|Home Care Instructions » Eyelid Surgery|
Eyelid Surgery Home Care Instructions
Please read these instructions several times and make sure all of your questions are answered prior to surgery. We will give you specific instructions if we make any changes in these directions.
Artificial tears may be used as frequently as needed to keep your eyes moist and comfortable.
Sit up or rest with your head and back elevated with two pillows. It may help to sleep in this position for two to three days to prevent bruising and swelling.
Place ice packs (a few ice cubes and a half cup of water, or frozen peas in a bag) over both eyes for 12 hours while awake. Do not use the ice packs continuously. Use them for thirty minutes, then leave them off for thirty minutes. Do not put ice on after 24 hours unless you are told to do so by Dr. McBride.
Ice packs will keep swelling and bruising to a minimum. The worst swelling usually occurs on the third day after surgery. If it occurs, bruising often lasts 10 to 14 days.

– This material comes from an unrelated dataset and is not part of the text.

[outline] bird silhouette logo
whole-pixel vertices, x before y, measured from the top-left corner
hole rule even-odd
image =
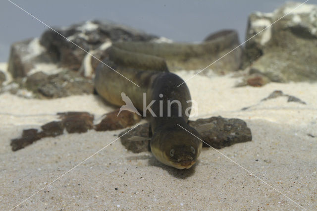
[[[122,101],[125,103],[125,105],[121,106],[120,108],[120,110],[119,110],[119,113],[118,113],[118,115],[117,116],[120,114],[120,113],[122,110],[128,110],[129,111],[133,112],[134,113],[136,113],[137,114],[141,116],[141,114],[138,111],[138,110],[135,108],[134,105],[132,103],[132,102],[131,101],[130,98],[128,96],[126,96],[125,93],[122,92],[121,93],[121,97],[122,98]]]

You may notice some blurry vision for the first few hours after surgery because of the local anesthetic and ointment applied to your eyes during surgery. This should resolve overnight. If it persists, becomes more severe, or concerns you, please call our office.

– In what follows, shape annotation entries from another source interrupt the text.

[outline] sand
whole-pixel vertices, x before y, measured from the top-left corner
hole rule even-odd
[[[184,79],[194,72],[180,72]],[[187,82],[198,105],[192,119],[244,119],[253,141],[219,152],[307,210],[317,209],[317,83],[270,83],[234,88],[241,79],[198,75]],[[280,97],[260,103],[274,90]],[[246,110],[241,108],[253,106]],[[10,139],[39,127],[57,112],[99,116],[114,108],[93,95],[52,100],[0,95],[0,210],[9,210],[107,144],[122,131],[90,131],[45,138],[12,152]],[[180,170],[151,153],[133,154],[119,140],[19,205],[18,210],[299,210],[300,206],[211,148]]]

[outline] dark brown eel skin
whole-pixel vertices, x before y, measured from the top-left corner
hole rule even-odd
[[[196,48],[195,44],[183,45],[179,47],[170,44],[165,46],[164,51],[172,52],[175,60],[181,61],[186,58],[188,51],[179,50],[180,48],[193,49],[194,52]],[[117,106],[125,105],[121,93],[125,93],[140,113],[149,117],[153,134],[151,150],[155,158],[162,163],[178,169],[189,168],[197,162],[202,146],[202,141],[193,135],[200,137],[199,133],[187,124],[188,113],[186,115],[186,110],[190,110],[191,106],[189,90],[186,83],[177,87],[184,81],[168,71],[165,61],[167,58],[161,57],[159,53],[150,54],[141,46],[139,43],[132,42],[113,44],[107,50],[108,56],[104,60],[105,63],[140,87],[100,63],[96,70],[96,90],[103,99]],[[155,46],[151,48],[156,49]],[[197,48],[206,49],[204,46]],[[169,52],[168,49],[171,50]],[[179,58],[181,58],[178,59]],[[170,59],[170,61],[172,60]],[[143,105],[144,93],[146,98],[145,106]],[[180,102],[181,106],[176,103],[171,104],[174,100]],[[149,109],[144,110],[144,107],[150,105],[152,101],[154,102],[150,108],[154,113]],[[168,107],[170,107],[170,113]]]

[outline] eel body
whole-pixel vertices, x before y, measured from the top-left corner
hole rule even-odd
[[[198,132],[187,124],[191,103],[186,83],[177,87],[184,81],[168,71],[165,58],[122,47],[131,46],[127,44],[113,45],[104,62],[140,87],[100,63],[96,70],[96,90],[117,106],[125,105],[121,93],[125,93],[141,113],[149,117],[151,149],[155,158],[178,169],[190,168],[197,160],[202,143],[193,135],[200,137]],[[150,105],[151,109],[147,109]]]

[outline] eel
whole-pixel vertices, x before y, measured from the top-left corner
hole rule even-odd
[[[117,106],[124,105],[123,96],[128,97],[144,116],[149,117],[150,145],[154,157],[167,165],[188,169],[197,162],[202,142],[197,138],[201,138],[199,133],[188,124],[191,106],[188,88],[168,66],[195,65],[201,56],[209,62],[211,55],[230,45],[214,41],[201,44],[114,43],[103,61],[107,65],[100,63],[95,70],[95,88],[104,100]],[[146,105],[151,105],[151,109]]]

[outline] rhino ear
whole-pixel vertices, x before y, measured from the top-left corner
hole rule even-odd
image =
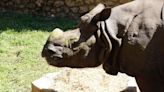
[[[97,23],[98,21],[105,21],[106,19],[109,18],[111,14],[111,8],[105,8],[104,10],[102,10],[100,13],[96,14],[93,19],[92,22]]]

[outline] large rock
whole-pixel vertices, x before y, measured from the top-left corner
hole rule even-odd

Take pain medication with food or liquid as prescribed. You may take any of your regular medications as usual unless instructed not to take them.
Avoid aspirin and other anti-inflammatory drugs (Advil, Motrin, ibuprofen, Aleve, etc.) for one day after surgery, these medications can increase bleeding and bruising. After the first day, you may take anti-inflammatory drugs as necessary.
Take the Medrol Dosepack as directed on the package, except do not take any pills before bedtime. They may keep you awake.
Vaseline should be applied to upper and/or lower eyelid skin incisions several times each day to keep the incisions moist for rapid healing.
Soft foods will generally be easier to chew for the first few days. Protein in your diet is very important to help you heal and to prevent swelling. Be sure to eat 60 grams or more of protein per day. Protein supplement drinks like Ensure, Boost and Carnation Instant Breakfast, dairy products, meats and fish are excellent sources of protein.
You must drink at least 2 quarts (64 ounces) of fluids each day to prevent dehydration. Start drinking as soon as you get home after surgery and keep a written record of your intake to be sure you are getting enough fluid. If you feel nauseated, it usually means that you are dehydrated.
Drinking more fluid will help to eliminate the nausea.
Day After Surgery
Try to sit up as much as possible. Lying down flat will tend to increase bruising and swelling. Avoid bending over and lifting heavy objects for one week.
Cosmetics may be applied to the lower eyelids the day after surgery if no incisions were made on the outside of your lower lids. If you had upper eyelid surgery, you may apply cosmetics to the upper lids when the sutures have been removed by our office. Ask us about special cover up products for bruising.
You may shower and wash your hair with soap running away from your face. Try to avoid bending over when washing your hair.
Three Days After Surgery
Ice packs are discontinued 24 hours after surgery. Begin moist heat 3 days after surgery. Use a moist wash cloth between an electric moist heating pad and your eyes.
Never use a microwave heating pad, it may burn your skin. Do not use heat continuously. Apply for 30 minutes, then remove for 2 hours.
Eat regular meals. You will need protein, vitamins and minerals to help with healing.
Protect your facial skin from excessive sun exposure for one month after surgery. Use SPF 30, or higher, sunscreen whenever prolonged sun exposure is anticipated.
We will ask you to return in 5 to 7 days after surgery to check your progress and remove your sutures.
Please report any of the following to our office:
· Excessive bleeding.
· Itching, redness or rash around the eyelids.
· Temperature above 101 degrees.
· Excessive, sudden swelling or discoloration.
· Excessive fatigue or depression.
· Severe pain or pressure around your eyes.. Any deterioration in your vision.